The banding of merchandise into clumps of the size desired by consumers is well known and widely practiced. The band may consist of rubber or twist tie or string and may be about one or more boxes or about clumps of merchandise or about rolled or folded merchandise such as a newspaper. A particularly popular and well-known practice is that of banding clumps of agricultural produce for easy handling in supply channels and attractive display to consumers.
The marking of banded clumps with the necessary information for inventory control and accuracy of processing by scanning (as at supermarket check-out counters), as well as for attractiveness of display for the consumer, has received an enormous amount of attention and has led to the development of marking tags having varied styles of hooks and varied slits and holes or openings or orifices for receiving the band material. The known varied styles of tags having hooks, however, are associated with a single orifice and cause a tag on the banded merchandise to be in an angular relationship with respect to the band. Known dual-orifice or dual-hole or dual-opening marking tags for affixing to a band about merchandise without causing an angular position for the tag with respect to the band have suffered from the problem of being difficult or tedious to affix to the band. They require the exercise of too much effort and skill and labor time to get properly fixed on the band. A still further known tag has been one that lacks holes or orifices and simply has a three-sided cut with all of the sides at right angles to each other.
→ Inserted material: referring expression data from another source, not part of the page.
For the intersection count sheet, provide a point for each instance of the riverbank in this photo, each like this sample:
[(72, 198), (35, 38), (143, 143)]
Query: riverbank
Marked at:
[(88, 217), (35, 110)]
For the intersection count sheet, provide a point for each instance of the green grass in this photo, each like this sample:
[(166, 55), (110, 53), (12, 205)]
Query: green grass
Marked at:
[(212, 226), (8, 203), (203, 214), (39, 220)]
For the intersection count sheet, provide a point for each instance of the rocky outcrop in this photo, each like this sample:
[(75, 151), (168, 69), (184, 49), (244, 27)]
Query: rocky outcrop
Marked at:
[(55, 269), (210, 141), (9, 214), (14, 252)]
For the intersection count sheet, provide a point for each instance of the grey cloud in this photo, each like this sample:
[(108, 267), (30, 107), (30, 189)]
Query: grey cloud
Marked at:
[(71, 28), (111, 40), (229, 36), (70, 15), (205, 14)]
It is easily dislodged from the band about merchandise, which makes it unreliable as a marker.
The present invention solves the problem of quick tag affixation to the band about merchandise and does this in combination with maintaining at least one face of the tag in flush condition with the merchandise rather than projecting at an angle out from the band, thereby permitting scannability of the composite marked merchandise by simply grabbing the merchandise with one hand and moving it over a scanner instead of using two hands, one to grab the merchandise and the other to hold the tag while it is moved over the scanner at a check-out counter.